Kommentar: Weil es diese Pläne gar nicht gibt? Iran wird bei möglichen Gegenschlägen, die wohlgemerkt von den USA und Israel ausgingen, am Ende beschuldigt werden, dass sie einen Krieg anfingen.
Allerdings sei es möglich, dass der Iran Schläferzellen der Hisbollah oder Al-Qaida oder deren Ableger anweist, amerikanische Stützpunkte oder Botschaften anzugreifen. Ein hochrangiger US-Beamter erklärte der New York Times, Regierungsanalysten würden zahlreiche Aktivitäten und Planungen verfolgen.

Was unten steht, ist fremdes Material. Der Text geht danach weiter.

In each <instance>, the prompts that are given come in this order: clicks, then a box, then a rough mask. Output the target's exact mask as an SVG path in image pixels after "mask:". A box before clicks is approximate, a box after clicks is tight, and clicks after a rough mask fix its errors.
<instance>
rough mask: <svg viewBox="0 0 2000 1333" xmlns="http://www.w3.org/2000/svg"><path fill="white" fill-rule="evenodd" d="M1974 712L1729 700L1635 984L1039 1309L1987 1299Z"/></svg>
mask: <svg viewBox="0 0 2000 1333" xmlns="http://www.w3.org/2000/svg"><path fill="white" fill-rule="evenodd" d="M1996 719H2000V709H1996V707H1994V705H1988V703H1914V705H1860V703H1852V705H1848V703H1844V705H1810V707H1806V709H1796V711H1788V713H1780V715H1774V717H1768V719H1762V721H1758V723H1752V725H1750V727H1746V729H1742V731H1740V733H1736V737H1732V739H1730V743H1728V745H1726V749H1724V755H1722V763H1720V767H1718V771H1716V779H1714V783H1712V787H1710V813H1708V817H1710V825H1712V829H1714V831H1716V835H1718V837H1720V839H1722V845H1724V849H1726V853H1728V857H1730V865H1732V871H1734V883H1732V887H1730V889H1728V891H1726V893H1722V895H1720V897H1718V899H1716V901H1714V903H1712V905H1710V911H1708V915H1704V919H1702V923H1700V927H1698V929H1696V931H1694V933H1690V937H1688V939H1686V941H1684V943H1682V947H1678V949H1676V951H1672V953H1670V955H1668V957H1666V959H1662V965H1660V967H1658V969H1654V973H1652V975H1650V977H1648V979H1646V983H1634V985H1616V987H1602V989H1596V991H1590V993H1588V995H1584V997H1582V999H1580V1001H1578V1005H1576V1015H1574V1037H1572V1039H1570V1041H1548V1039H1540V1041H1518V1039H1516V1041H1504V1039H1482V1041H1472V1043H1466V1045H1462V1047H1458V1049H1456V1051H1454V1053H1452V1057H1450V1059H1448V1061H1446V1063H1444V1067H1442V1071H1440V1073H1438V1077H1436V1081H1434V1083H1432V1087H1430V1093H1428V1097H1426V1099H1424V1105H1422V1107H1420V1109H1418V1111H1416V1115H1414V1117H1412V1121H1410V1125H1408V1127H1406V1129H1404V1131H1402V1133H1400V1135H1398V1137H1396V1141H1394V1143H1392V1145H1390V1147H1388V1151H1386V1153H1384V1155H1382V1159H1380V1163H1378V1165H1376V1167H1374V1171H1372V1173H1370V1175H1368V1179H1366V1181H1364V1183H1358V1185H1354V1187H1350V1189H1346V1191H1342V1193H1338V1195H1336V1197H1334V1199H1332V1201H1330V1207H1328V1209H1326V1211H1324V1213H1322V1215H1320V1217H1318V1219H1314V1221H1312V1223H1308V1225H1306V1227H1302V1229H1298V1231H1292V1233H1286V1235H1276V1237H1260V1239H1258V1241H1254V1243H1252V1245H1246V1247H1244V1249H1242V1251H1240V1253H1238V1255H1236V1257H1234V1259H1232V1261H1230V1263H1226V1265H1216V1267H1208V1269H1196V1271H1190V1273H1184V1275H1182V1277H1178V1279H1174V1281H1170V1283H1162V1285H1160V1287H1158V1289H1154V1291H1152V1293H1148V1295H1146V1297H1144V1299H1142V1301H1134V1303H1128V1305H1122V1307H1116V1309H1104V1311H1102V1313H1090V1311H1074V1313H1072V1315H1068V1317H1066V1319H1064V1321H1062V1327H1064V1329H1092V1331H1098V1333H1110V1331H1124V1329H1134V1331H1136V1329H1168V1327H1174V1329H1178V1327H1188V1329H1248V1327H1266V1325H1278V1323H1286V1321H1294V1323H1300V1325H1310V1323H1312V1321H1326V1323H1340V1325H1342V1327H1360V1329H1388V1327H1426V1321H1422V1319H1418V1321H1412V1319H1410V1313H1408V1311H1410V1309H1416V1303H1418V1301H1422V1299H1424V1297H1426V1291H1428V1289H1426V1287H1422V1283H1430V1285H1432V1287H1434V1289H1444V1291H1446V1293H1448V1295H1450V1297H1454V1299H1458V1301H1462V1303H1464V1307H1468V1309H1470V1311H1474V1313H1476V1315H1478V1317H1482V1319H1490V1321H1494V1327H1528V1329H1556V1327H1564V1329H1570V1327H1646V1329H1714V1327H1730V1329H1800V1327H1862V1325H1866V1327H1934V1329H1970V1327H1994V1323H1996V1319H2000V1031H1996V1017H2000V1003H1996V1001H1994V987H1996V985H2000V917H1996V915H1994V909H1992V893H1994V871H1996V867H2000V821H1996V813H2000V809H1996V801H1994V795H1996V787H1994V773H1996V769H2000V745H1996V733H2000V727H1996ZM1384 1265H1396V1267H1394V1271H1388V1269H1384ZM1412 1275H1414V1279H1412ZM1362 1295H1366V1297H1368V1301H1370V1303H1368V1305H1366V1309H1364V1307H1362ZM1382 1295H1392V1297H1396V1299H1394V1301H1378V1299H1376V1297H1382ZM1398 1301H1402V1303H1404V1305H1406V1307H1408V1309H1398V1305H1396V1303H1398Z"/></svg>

Kommentar: Die Schläferzellen, die von den USA erschaffen und finanziert wurden?
Colin P. Clarke, Geschäftsführer des Soufan Center, eines Geheimdienst- und Beratungsunternehmens in New York, sagte der Zeitung: "Wenn die US-Militärkampagne gegen den Iran für den Obersten Führer und die ranghöchsten Mitglieder der Revolutionsgarden existenziell ist, würde ich fest damit rechnen, dass Teheran Terroranschläge im Ausland, auch in Europa, anordnen wird."




Kommentar: Passend. Wird die Strategie des Westens offenbart, damit sie Rechtfertigungen finden, den Iran anzugreifen?